To immediately digress from Philip, one of the nicknames for my Bible is a red-letter edition. All of Jesus’ statements are printed in red, whereas everything else is black. In the fourth chapter of John’s gospel—a mightily red-lettered chapter, I might add—Philip’s black words sparingly interrupt the red ink beside comments from two other disciples: Thomas and Judas.

The 5th Sunday of Easter – for May 22, 2011

“Philip said to him, ‘Lord, show us the Father, and we will be satisfied.’”

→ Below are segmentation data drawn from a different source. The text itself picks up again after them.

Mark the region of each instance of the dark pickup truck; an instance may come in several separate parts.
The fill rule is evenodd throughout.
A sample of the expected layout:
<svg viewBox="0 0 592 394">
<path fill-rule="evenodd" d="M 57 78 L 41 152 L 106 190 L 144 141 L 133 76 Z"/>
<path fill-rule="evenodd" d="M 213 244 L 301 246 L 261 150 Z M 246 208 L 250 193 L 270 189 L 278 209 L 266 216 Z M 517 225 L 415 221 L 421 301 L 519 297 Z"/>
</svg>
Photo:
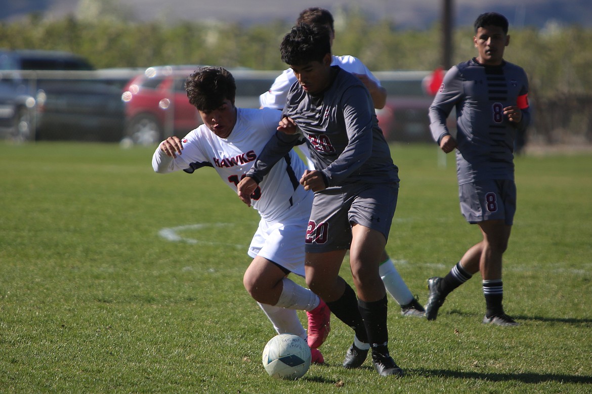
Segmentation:
<svg viewBox="0 0 592 394">
<path fill-rule="evenodd" d="M 72 53 L 0 50 L 0 135 L 19 141 L 119 141 L 121 80 Z"/>
</svg>

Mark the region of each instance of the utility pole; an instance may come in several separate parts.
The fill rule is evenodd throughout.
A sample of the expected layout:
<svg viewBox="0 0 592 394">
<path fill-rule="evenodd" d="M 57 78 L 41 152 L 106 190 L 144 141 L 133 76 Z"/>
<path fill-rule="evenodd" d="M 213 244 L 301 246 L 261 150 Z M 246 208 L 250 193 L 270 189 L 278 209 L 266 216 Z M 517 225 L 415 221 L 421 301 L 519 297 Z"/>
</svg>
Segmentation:
<svg viewBox="0 0 592 394">
<path fill-rule="evenodd" d="M 452 0 L 443 0 L 442 9 L 442 68 L 452 66 Z"/>
</svg>

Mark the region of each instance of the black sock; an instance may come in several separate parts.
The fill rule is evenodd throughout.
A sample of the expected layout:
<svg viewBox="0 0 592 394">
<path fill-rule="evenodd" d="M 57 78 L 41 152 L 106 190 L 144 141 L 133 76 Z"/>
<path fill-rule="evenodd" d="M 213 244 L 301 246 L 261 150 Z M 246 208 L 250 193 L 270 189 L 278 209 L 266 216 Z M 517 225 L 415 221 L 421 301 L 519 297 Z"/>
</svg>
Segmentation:
<svg viewBox="0 0 592 394">
<path fill-rule="evenodd" d="M 388 354 L 387 344 L 388 343 L 388 329 L 387 327 L 388 300 L 384 298 L 366 302 L 358 300 L 358 307 L 366 327 L 368 341 L 372 350 L 377 350 L 385 355 Z"/>
<path fill-rule="evenodd" d="M 472 275 L 465 270 L 459 261 L 451 269 L 440 282 L 440 292 L 445 297 L 451 292 L 470 279 Z"/>
<path fill-rule="evenodd" d="M 362 342 L 368 343 L 366 327 L 358 308 L 358 298 L 349 285 L 346 283 L 345 291 L 339 299 L 326 303 L 337 318 L 353 329 L 358 339 Z"/>
<path fill-rule="evenodd" d="M 483 295 L 487 306 L 485 316 L 490 318 L 504 313 L 501 301 L 504 298 L 504 286 L 501 279 L 483 281 Z"/>
</svg>

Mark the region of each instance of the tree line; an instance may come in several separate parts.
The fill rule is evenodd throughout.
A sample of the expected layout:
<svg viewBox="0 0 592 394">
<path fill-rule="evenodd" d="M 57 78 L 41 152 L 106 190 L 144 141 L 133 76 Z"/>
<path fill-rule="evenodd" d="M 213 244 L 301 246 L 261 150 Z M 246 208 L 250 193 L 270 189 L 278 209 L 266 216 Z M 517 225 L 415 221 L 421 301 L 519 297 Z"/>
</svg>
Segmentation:
<svg viewBox="0 0 592 394">
<path fill-rule="evenodd" d="M 291 27 L 280 20 L 250 25 L 138 22 L 115 12 L 52 20 L 31 15 L 0 23 L 0 48 L 68 51 L 85 56 L 96 68 L 201 64 L 282 70 L 287 65 L 281 62 L 278 47 Z M 391 21 L 372 20 L 358 10 L 336 18 L 335 28 L 334 53 L 356 56 L 372 71 L 432 70 L 440 66 L 442 31 L 437 23 L 423 30 L 403 30 Z M 510 26 L 510 34 L 505 57 L 526 70 L 533 99 L 544 104 L 545 111 L 575 99 L 580 107 L 583 105 L 580 115 L 592 118 L 592 73 L 588 70 L 592 63 L 592 30 Z M 455 29 L 453 64 L 475 56 L 473 35 L 471 27 Z M 592 125 L 583 126 L 581 120 L 576 122 L 572 118 L 553 121 L 565 124 L 559 127 L 577 126 L 582 128 L 578 133 L 586 135 L 592 133 Z"/>
</svg>

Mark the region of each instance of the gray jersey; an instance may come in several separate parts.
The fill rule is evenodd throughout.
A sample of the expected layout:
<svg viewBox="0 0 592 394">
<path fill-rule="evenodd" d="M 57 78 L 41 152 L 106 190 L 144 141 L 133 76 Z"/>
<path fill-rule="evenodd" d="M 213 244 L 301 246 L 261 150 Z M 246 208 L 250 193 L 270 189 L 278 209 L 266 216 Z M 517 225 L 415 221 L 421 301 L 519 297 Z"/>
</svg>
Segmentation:
<svg viewBox="0 0 592 394">
<path fill-rule="evenodd" d="M 354 183 L 398 182 L 388 144 L 378 127 L 372 98 L 355 76 L 332 67 L 334 77 L 322 94 L 311 95 L 294 83 L 284 116 L 291 118 L 306 137 L 315 168 L 329 187 Z M 260 179 L 282 152 L 301 135 L 278 132 L 249 174 Z M 301 139 L 300 142 L 301 142 Z"/>
<path fill-rule="evenodd" d="M 530 121 L 528 80 L 521 67 L 507 62 L 484 66 L 474 58 L 452 67 L 430 107 L 430 128 L 439 143 L 449 134 L 446 119 L 456 111 L 456 170 L 459 185 L 484 179 L 514 179 L 514 140 Z M 503 109 L 517 105 L 519 124 Z"/>
</svg>

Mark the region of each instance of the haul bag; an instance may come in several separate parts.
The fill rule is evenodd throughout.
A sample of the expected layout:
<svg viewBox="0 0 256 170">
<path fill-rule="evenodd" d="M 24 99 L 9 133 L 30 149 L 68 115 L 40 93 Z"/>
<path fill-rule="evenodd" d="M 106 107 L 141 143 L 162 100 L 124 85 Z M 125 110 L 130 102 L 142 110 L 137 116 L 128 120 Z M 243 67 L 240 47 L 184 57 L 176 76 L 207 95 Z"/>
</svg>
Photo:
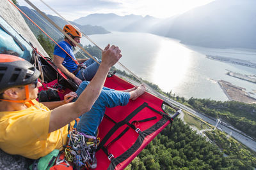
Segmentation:
<svg viewBox="0 0 256 170">
<path fill-rule="evenodd" d="M 114 75 L 105 87 L 115 90 L 131 89 L 132 85 Z M 107 108 L 99 127 L 100 143 L 97 148 L 97 169 L 124 169 L 170 123 L 163 101 L 145 92 L 124 106 Z"/>
</svg>

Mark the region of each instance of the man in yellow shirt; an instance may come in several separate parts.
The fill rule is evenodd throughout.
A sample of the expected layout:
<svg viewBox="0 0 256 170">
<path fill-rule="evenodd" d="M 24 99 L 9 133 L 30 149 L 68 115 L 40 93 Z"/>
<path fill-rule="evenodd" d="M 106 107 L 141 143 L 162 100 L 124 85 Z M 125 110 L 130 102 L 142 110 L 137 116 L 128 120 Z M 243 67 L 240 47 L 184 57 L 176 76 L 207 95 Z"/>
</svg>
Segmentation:
<svg viewBox="0 0 256 170">
<path fill-rule="evenodd" d="M 82 115 L 80 130 L 95 135 L 95 128 L 98 127 L 102 116 L 102 113 L 92 111 L 100 108 L 100 111 L 104 111 L 107 106 L 125 104 L 127 100 L 136 99 L 145 92 L 144 86 L 126 92 L 104 90 L 103 84 L 108 73 L 121 57 L 117 46 L 108 45 L 92 81 L 84 81 L 81 84 L 84 87 L 79 87 L 81 94 L 71 92 L 62 101 L 42 104 L 35 100 L 42 85 L 37 80 L 39 71 L 22 59 L 0 54 L 0 148 L 8 153 L 30 159 L 45 156 L 54 149 L 61 149 L 67 141 L 68 124 Z M 106 96 L 106 100 L 98 99 L 109 94 L 106 90 L 111 92 L 109 96 Z M 113 105 L 108 99 L 112 99 L 112 94 L 119 96 L 120 94 L 128 98 L 113 101 Z M 78 96 L 75 102 L 70 103 Z M 88 116 L 84 113 L 90 111 L 95 113 L 95 115 L 89 114 L 90 120 L 97 122 L 93 129 L 83 127 L 88 121 Z M 97 116 L 99 114 L 100 116 Z M 82 121 L 83 119 L 85 121 Z"/>
</svg>

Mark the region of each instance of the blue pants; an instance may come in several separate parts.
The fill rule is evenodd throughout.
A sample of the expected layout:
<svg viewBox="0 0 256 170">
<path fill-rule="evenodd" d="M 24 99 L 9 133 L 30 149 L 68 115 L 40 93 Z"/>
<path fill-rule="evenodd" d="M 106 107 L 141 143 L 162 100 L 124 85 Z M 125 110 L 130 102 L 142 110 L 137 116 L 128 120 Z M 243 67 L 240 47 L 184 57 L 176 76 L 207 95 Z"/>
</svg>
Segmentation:
<svg viewBox="0 0 256 170">
<path fill-rule="evenodd" d="M 83 81 L 76 93 L 79 96 L 89 84 L 88 81 Z M 88 135 L 96 136 L 98 127 L 102 120 L 106 107 L 113 108 L 126 105 L 130 99 L 129 92 L 116 91 L 107 87 L 103 87 L 100 96 L 92 109 L 81 117 L 77 126 L 77 130 Z"/>
<path fill-rule="evenodd" d="M 97 57 L 93 57 L 99 63 L 101 62 L 101 60 L 98 59 Z M 80 78 L 81 80 L 84 81 L 91 81 L 93 78 L 94 75 L 96 74 L 98 70 L 99 64 L 97 63 L 93 59 L 90 59 L 86 60 L 84 65 L 86 66 L 86 69 L 81 69 L 79 72 L 78 72 L 76 76 Z"/>
</svg>

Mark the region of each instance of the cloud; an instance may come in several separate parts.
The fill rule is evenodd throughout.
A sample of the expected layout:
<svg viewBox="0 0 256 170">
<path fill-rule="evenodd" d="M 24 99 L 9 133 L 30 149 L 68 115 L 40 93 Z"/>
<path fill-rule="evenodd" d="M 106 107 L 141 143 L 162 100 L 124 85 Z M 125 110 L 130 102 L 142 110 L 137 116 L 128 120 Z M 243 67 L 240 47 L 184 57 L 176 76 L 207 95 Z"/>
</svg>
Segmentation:
<svg viewBox="0 0 256 170">
<path fill-rule="evenodd" d="M 106 0 L 45 0 L 45 2 L 59 11 L 70 11 L 70 13 L 102 8 L 116 9 L 121 5 L 120 3 Z"/>
</svg>

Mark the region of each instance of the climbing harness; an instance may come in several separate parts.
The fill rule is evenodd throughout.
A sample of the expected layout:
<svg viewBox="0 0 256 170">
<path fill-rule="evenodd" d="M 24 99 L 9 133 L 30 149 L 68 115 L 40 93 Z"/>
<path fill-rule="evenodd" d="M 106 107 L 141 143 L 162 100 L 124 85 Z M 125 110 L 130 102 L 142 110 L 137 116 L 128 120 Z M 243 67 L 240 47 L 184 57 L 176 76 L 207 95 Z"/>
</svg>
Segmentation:
<svg viewBox="0 0 256 170">
<path fill-rule="evenodd" d="M 68 144 L 65 146 L 65 155 L 68 161 L 72 162 L 78 169 L 97 167 L 96 150 L 100 139 L 72 129 L 69 134 Z"/>
</svg>

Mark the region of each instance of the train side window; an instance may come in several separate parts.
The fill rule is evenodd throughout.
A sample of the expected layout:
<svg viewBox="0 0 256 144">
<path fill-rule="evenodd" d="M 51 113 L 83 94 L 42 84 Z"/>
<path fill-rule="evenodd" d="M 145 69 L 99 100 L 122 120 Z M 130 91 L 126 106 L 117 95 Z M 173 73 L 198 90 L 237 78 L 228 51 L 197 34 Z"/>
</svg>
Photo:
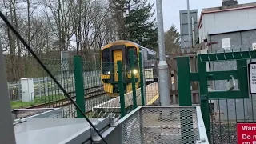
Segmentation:
<svg viewBox="0 0 256 144">
<path fill-rule="evenodd" d="M 137 49 L 136 47 L 133 46 L 129 46 L 127 47 L 128 50 L 134 50 L 134 68 L 138 69 L 138 54 L 137 54 Z M 128 51 L 128 65 L 130 65 L 130 53 Z"/>
</svg>

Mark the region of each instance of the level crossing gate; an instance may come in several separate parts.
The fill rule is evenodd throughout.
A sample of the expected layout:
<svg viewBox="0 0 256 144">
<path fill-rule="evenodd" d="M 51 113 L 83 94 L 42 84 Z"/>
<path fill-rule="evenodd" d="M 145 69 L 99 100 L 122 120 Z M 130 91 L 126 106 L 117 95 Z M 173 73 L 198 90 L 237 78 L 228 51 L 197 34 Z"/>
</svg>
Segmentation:
<svg viewBox="0 0 256 144">
<path fill-rule="evenodd" d="M 254 126 L 255 122 L 256 64 L 251 62 L 255 58 L 256 51 L 250 50 L 198 54 L 196 73 L 190 72 L 188 57 L 177 58 L 179 105 L 192 105 L 190 82 L 198 82 L 202 114 L 211 143 L 253 142 L 254 135 L 246 139 L 246 131 L 241 131 L 238 126 L 242 123 Z M 235 70 L 206 70 L 208 63 L 227 61 L 235 62 Z M 209 81 L 222 81 L 226 86 L 222 90 L 213 90 L 208 87 Z"/>
</svg>

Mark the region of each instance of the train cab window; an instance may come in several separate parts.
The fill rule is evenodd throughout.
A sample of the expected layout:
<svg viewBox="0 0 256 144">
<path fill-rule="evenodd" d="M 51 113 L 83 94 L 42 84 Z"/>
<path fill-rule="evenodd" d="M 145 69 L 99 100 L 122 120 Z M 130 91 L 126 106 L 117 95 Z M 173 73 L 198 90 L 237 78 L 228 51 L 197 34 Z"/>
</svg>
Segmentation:
<svg viewBox="0 0 256 144">
<path fill-rule="evenodd" d="M 110 57 L 110 49 L 102 50 L 102 74 L 110 74 L 112 71 Z"/>
<path fill-rule="evenodd" d="M 110 49 L 104 49 L 102 50 L 102 62 L 110 62 Z"/>
<path fill-rule="evenodd" d="M 138 69 L 138 54 L 136 47 L 127 47 L 128 50 L 134 50 L 134 69 Z M 130 70 L 130 52 L 128 51 L 128 69 Z"/>
</svg>

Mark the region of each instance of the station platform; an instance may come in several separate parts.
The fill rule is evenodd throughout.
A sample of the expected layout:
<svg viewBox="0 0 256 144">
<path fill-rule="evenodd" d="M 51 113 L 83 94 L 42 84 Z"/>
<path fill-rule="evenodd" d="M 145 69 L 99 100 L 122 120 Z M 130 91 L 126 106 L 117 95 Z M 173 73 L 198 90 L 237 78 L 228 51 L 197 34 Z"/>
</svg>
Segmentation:
<svg viewBox="0 0 256 144">
<path fill-rule="evenodd" d="M 142 105 L 141 88 L 136 90 L 137 106 Z M 147 106 L 158 103 L 159 98 L 158 82 L 154 82 L 146 86 L 145 89 L 146 104 Z M 106 112 L 120 112 L 120 97 L 110 99 L 92 108 L 92 111 L 104 110 Z M 125 94 L 126 108 L 133 106 L 133 93 Z"/>
</svg>

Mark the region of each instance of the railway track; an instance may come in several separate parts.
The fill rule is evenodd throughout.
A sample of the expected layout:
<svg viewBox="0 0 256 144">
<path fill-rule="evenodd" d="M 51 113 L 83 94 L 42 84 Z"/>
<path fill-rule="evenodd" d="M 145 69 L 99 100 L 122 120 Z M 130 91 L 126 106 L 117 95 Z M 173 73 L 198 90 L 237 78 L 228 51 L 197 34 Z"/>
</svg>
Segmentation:
<svg viewBox="0 0 256 144">
<path fill-rule="evenodd" d="M 86 93 L 84 96 L 85 100 L 93 98 L 97 98 L 98 96 L 106 94 L 106 92 L 104 91 L 102 86 L 85 89 L 85 93 Z M 71 98 L 74 101 L 75 101 L 76 100 L 75 91 L 69 92 L 69 94 L 74 94 L 73 96 L 71 96 Z M 59 99 L 54 102 L 50 102 L 47 103 L 27 107 L 26 109 L 36 109 L 36 108 L 45 108 L 45 107 L 58 108 L 58 107 L 62 107 L 70 104 L 72 103 L 68 98 L 64 98 L 64 99 Z"/>
</svg>

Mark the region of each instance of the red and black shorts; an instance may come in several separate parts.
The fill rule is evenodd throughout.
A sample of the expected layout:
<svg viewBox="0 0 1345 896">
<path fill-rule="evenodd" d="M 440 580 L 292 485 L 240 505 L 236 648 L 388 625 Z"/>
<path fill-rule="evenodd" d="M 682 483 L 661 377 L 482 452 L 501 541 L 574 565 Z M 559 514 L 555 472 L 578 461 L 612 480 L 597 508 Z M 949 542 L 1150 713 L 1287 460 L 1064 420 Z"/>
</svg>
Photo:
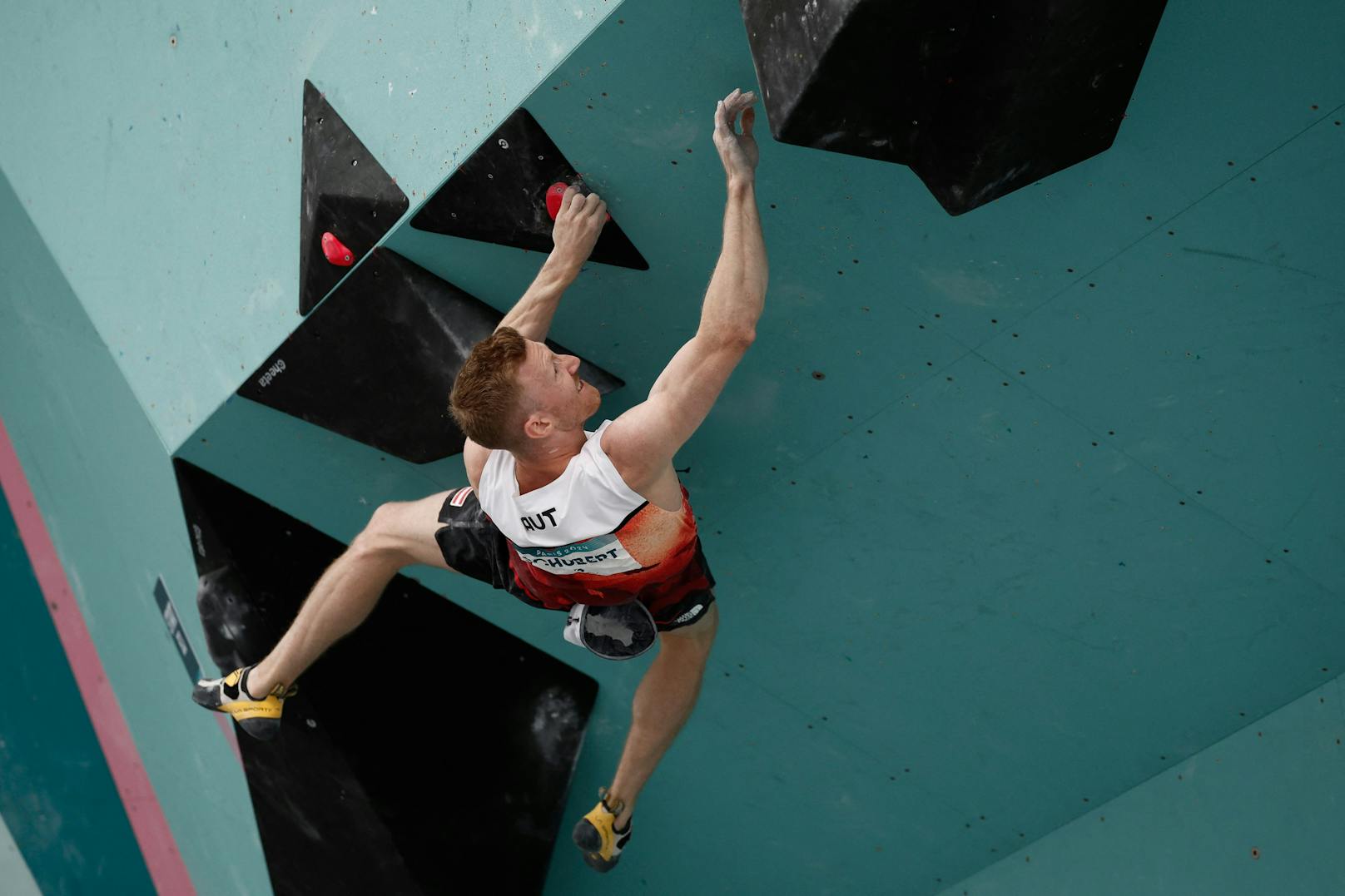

Digression complete . . . either within the Bible or from Christian tradition, what’s Philip’s nickname? Or does he have one?

What is the disciple Thomas’ nickname? Or Judas? I’ll wager ten denarius and some leftover loaves & fishes you know Doubting Thomas and Judas the betrayer.

What’s your nickname? Is it cute, clever or a name that kindles childhood memories? I have an affectionate nickname for my wife that, as far as I know, no one else uses. No, I won’t tell you what it is! I attended high school with a guy who played professional baseball and then managed the San Francisco Giants (and currently the Cincinnati Reds) named Johnnie Baker Jr. But most call him Dusty. Is Lady Gaga a nickname? How about J-Lo or A-Rod? I’ve read Barack Obama was Barry until his college years.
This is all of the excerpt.